La justification auprès des commissaires aux comptes des écarts entre cette méthode et la répartition en French GAAP doit également être suffisamment documentée. Exemple : comment justifier que la participation versée aux salariés soit une dépense non rattachable au contrat (car exceptionnelle) alors qu’elle est versée en partie à des collaborateurs dont l’activité est directement liée à l’assurance ?
Conclusion
Il semble clair que la première méthode (IFRS17 = French) est plus facile à mettre en œuvre en raison de sa simplicité et des opportunités de pérennisation. Cependant, la question de l’exactitude de la répartition se pose car le passage en vision IFRS 17 se fait sans rentrer dans le détail des natures de charges et centres de coûts, ce qui pourrait remettre en question le résultat obtenu. Il s’agit d’une méthode qui ne challenge pas la ventilation des fonctions support par exemple, ou des charges imputées aux frais d’acquisition.

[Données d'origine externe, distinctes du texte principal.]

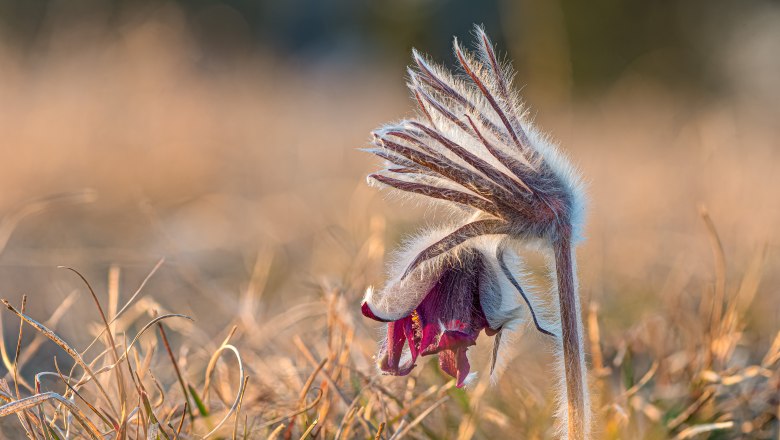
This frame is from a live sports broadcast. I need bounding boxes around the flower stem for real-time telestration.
[553,230,590,440]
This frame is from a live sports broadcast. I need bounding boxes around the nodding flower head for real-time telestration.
[363,27,589,439]
[362,231,540,387]
[367,27,584,274]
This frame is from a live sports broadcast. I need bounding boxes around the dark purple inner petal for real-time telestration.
[370,249,495,387]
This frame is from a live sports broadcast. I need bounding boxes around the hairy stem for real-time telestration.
[553,231,590,440]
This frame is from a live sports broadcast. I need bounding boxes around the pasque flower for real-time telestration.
[363,28,589,439]
[362,231,547,387]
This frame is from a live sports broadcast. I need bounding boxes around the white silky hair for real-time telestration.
[368,27,592,438]
[363,223,456,321]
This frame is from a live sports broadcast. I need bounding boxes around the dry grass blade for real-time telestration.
[0,299,112,420]
[60,266,127,424]
[157,322,195,421]
[0,392,103,440]
[83,258,165,353]
[390,396,449,440]
[203,344,247,439]
[258,388,322,428]
[675,421,734,440]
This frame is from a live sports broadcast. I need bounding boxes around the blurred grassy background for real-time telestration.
[0,0,780,436]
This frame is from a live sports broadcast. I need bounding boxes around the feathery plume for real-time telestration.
[363,27,590,439]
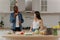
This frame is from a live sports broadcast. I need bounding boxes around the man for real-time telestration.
[10,6,24,31]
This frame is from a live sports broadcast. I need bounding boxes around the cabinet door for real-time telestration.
[0,0,10,13]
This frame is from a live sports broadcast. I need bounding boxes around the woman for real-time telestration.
[30,11,44,32]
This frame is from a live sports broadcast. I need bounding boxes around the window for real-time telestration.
[10,0,16,11]
[41,0,47,11]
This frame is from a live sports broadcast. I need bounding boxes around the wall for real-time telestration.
[0,0,10,13]
[0,13,60,28]
[47,0,60,13]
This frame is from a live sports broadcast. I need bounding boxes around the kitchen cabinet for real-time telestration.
[0,0,10,13]
[17,0,25,11]
[32,0,60,13]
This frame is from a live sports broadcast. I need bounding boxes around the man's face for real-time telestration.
[14,6,18,12]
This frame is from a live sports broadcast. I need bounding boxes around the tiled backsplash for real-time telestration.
[0,13,60,28]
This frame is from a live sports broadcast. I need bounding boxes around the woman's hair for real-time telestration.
[35,11,41,19]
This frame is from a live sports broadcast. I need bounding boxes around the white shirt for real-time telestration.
[33,21,40,29]
[16,15,19,27]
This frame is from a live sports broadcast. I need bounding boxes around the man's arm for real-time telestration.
[10,13,15,23]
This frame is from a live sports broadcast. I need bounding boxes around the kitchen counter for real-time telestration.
[2,34,60,40]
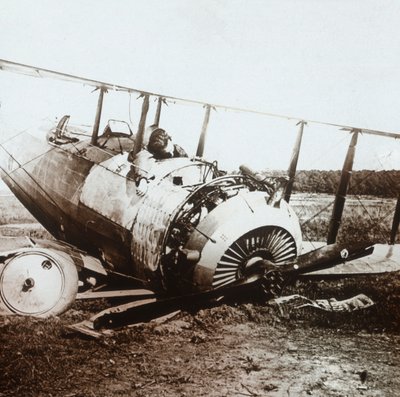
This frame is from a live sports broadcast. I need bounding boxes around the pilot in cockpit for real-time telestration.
[128,125,188,190]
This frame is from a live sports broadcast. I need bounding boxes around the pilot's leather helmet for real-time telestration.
[147,128,173,160]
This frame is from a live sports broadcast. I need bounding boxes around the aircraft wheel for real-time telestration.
[0,251,78,317]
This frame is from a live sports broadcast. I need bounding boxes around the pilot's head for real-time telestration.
[147,128,173,160]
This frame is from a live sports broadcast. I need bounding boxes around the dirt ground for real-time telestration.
[0,274,400,397]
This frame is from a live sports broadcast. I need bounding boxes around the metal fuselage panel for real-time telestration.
[0,134,134,269]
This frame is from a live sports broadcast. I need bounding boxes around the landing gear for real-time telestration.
[0,251,78,317]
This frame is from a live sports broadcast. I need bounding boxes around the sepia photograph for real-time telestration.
[0,0,400,397]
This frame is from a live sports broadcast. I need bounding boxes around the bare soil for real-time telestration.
[0,273,400,397]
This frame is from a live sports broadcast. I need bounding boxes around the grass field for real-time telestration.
[0,193,400,243]
[0,194,400,397]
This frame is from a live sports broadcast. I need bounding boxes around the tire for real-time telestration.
[0,249,78,318]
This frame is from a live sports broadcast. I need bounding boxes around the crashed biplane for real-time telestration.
[0,60,398,324]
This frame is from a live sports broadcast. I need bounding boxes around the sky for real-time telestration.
[0,0,400,170]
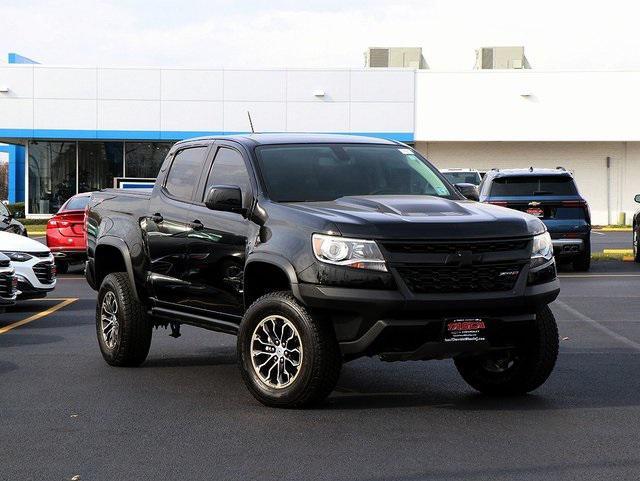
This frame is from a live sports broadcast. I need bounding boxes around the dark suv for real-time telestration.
[86,134,560,406]
[480,167,591,271]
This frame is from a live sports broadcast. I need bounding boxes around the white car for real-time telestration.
[0,232,56,299]
[0,254,18,312]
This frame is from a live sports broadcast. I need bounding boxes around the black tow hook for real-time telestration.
[169,322,182,339]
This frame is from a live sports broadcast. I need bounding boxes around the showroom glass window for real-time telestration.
[78,142,124,192]
[28,141,76,214]
[124,142,173,179]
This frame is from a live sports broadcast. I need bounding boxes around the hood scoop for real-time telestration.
[336,195,469,217]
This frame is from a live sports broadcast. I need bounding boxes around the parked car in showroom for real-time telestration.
[480,167,591,271]
[0,254,18,312]
[46,192,91,274]
[633,194,640,263]
[85,134,560,407]
[0,202,27,236]
[0,232,56,300]
[440,169,482,186]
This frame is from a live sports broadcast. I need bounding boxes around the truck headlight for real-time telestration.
[311,234,387,272]
[3,252,31,262]
[531,232,553,267]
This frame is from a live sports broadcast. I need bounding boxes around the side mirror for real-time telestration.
[204,185,245,214]
[455,183,480,201]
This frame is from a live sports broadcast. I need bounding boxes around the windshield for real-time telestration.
[60,195,90,211]
[256,144,458,202]
[442,172,482,185]
[491,175,577,197]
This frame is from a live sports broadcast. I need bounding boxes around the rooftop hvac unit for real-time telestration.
[475,47,531,70]
[365,47,428,69]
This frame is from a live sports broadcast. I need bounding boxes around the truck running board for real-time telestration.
[150,307,238,336]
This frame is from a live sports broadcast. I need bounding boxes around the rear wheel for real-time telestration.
[96,272,152,366]
[238,292,342,408]
[573,240,591,272]
[455,306,559,396]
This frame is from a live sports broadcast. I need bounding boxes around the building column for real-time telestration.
[8,145,25,204]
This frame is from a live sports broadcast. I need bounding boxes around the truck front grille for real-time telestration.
[382,239,530,254]
[396,263,522,294]
[33,262,56,284]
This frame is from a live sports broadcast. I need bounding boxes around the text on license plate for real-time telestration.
[527,207,544,217]
[444,319,486,342]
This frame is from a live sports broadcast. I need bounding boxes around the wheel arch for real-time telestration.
[244,253,302,308]
[94,236,140,301]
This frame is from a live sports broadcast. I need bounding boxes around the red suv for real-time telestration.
[47,192,91,274]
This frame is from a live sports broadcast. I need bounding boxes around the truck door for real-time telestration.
[180,141,257,317]
[141,144,209,306]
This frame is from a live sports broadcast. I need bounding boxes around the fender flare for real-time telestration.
[244,252,303,302]
[94,235,140,302]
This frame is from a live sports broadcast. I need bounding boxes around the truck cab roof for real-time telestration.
[178,133,401,147]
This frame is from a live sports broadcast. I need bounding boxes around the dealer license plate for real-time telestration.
[444,319,487,342]
[527,207,544,217]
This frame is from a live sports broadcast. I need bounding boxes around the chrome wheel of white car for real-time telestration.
[251,315,303,389]
[100,291,120,349]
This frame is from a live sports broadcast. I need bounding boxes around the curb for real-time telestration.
[593,227,633,232]
[602,249,633,256]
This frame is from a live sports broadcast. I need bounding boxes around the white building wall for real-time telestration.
[415,70,640,142]
[0,65,415,135]
[416,142,640,225]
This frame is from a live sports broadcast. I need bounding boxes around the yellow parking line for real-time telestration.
[0,297,78,334]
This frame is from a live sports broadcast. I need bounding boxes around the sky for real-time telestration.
[0,0,640,70]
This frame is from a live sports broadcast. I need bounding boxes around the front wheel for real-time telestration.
[96,272,152,366]
[455,306,559,396]
[237,292,342,408]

La 2ème méthode, quant à elle, présente de nombreuses contraintes. Chronophage et nécessitant une reprise à zéro de l’analyse, elle peut être complexe car elle impose de maintenir deux jeux de clés et peut être plus difficile à justifier auprès des commissaires aux comptes. Néanmoins, lorsqu’elle est maîtrisée, elle permet d’effectuer une répartition au plus juste et de piloter au mieux les frais rattachables au contrat.
Il est difficile à ce stade de donner un avis tranché sur la méthode à choisir. Chacune de ces méthodes présente des avantages et des points d’attention et le choix devra être fait en fonction de la taille de l’assureur et des moyens humains qu’il souhaite allouer à la répartition des frais généraux sous IFRS17.
Toutefois, il sera important mettre à profit la période de transition avant l’entrée en vigueur de la norme en 2023 afin de tester les méthodes existantes et de déterminer celle qui sera le plus adaptée à la structure de chaque assureur.